The aim of personalized medicine is to offer a tailored approach to each patient in order to provide the most effective therapy, while reducing risks and side effects. The use of mineralocorticoid receptor antagonists (MRAs) has demonstrated major benefits in heart failure with reduced ejection fraction (HFrEF), results with challenging inconsistencies in heart failure with preserved ejection fraction (HFpEF), and 'neutral' preliminary results in acute heart failure. Data derived from landmark trials are generally applied in a 'one size fits all' manner and the development and implementation of more personalized MRA management would offer the potential to improve outcomes and reduce side effects. However, the personalization of pharmacotherapy regimens remains poorly defined in the cardiovascular field (in light of current knowledge) and until further trials targeting specific subpopulations have been conducted, MRAs should be provided to the great majority of HFrEF patients in the absence of contraindication. Spironolactone should be considered for symptomatic HFpEF patients with elevated natriuretic peptides. In the near future, trials should target HFrEF patients using exclusion criteria sourced from landmark trials (e.g. severe renal impairment), select more homogeneous HFpEF populations (e.g. with elevated BNP and structural abnormalities on echocardiography), and determine which patients are likely to benefit from MRAs (e.g. according to prespecified biomarkers).
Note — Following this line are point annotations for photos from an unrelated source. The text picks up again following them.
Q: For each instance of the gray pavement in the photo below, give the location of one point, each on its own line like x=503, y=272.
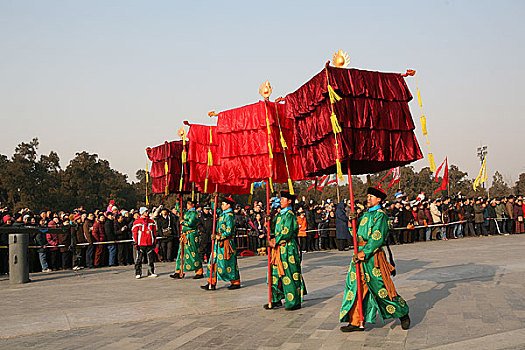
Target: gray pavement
x=462, y=294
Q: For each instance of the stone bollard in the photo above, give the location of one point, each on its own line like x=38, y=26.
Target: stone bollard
x=18, y=258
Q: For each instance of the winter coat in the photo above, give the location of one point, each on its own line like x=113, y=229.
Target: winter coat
x=119, y=234
x=87, y=228
x=205, y=227
x=109, y=230
x=510, y=210
x=341, y=222
x=478, y=214
x=310, y=222
x=436, y=214
x=501, y=211
x=144, y=231
x=98, y=232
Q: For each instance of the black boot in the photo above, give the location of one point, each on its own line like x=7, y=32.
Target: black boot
x=207, y=287
x=296, y=307
x=405, y=322
x=274, y=305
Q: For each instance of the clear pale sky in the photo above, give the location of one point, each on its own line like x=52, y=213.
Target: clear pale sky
x=113, y=77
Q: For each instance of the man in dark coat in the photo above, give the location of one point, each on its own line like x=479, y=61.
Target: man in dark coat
x=205, y=228
x=109, y=230
x=342, y=234
x=166, y=227
x=310, y=228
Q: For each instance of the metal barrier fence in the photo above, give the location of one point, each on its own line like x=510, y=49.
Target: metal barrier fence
x=241, y=237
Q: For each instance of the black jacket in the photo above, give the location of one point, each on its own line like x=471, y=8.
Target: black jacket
x=109, y=229
x=205, y=227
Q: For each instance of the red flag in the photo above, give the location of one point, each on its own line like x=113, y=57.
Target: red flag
x=439, y=169
x=311, y=186
x=444, y=183
x=396, y=176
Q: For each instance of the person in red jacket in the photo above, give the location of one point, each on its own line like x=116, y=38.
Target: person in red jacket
x=144, y=233
x=99, y=235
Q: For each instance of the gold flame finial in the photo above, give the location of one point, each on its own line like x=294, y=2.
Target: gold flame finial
x=341, y=59
x=181, y=132
x=265, y=90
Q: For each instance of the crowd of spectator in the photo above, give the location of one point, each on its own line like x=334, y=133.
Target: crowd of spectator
x=88, y=239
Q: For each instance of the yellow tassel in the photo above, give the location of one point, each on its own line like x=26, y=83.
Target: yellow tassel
x=147, y=180
x=339, y=170
x=334, y=97
x=432, y=162
x=210, y=158
x=283, y=141
x=251, y=195
x=424, y=124
x=290, y=186
x=335, y=124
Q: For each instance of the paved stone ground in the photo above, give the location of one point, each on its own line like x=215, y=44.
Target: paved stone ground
x=462, y=294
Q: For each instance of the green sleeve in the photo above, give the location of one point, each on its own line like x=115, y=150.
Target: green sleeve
x=191, y=220
x=377, y=236
x=229, y=221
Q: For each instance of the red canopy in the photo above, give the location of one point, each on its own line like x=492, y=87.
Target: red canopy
x=243, y=140
x=168, y=153
x=377, y=127
x=223, y=171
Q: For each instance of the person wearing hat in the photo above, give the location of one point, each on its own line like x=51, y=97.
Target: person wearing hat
x=189, y=245
x=286, y=279
x=205, y=228
x=378, y=290
x=224, y=266
x=144, y=234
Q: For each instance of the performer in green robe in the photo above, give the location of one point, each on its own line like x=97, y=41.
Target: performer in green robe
x=189, y=245
x=224, y=265
x=287, y=280
x=379, y=293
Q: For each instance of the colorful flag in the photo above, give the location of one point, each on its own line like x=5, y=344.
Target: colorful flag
x=444, y=182
x=482, y=176
x=325, y=181
x=396, y=176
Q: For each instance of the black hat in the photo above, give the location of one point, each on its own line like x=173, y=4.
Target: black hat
x=288, y=195
x=377, y=191
x=229, y=200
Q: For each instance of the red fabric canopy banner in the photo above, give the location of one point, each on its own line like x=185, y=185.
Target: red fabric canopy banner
x=223, y=172
x=377, y=127
x=243, y=140
x=170, y=154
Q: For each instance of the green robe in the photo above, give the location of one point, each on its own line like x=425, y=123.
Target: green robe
x=227, y=269
x=373, y=229
x=192, y=258
x=290, y=286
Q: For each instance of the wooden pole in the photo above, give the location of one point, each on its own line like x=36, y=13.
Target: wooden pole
x=181, y=241
x=213, y=264
x=269, y=249
x=357, y=265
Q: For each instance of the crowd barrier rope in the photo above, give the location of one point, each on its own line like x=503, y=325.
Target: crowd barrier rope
x=241, y=238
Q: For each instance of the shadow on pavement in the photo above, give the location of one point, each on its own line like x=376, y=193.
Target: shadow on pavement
x=447, y=277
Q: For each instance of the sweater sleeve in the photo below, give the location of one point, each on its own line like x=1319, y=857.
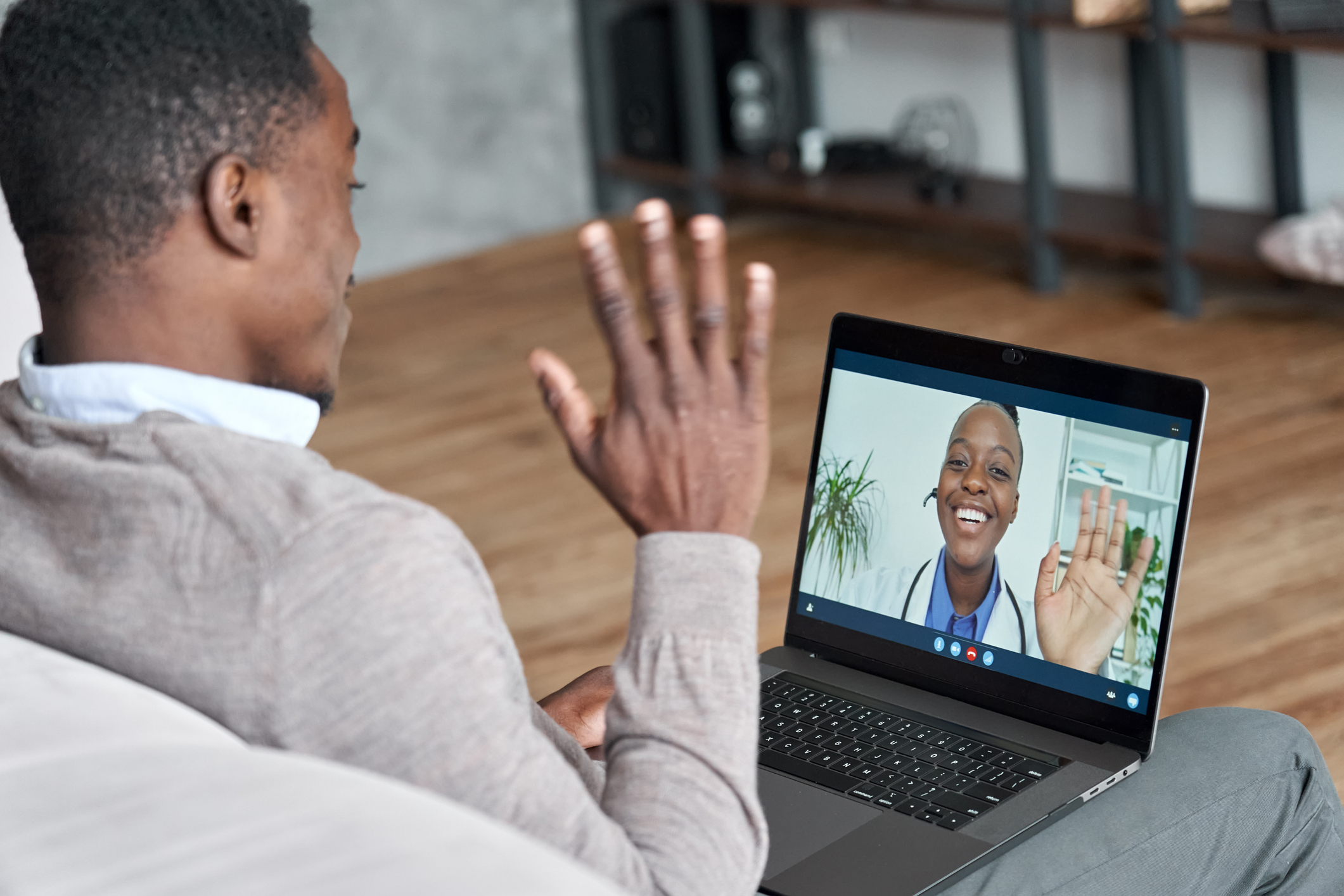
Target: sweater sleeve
x=392, y=655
个体化医学的目标是为每个患者提供量身定制的治疗方法,以提供最有效的治疗,同时降低风险和副作用。醛固酮受体拮抗剂(MRA)的使用在心衰射血分数降低(HFrEF)中显示出了显著的益处,在心衰射血分数保留(HFpEF)中结果具有挑战性且不一致,在心衰急性发作中则有初步的“中性”结果。来自标志性试验的数据通常以“一刀切”的方式应用,而开发和实施更个体化的 MRA 管理将有可能改善结果并减少副作用。然而,在心血管领域(根据当前知识),药物治疗方案的个体化仍然定义不明确,在针对特定亚群的进一步试验进行之前,大多数 HFrEF 患者不应存在禁忌证时应给予 MRA。螺内酯应考虑用于有升高的利钠肽的有症状的 HFpEF 患者。在不久的将来,试验应针对使用标志性试验中的排除标准的 HFrEF 患者(例如严重肾功能损害),选择更同质的 HFpEF 人群(例如 BNP 升高和超声心动图上有结构异常),并确定哪些患者可能从 MRA 中获益(例如根据预先指定的生物标志物)。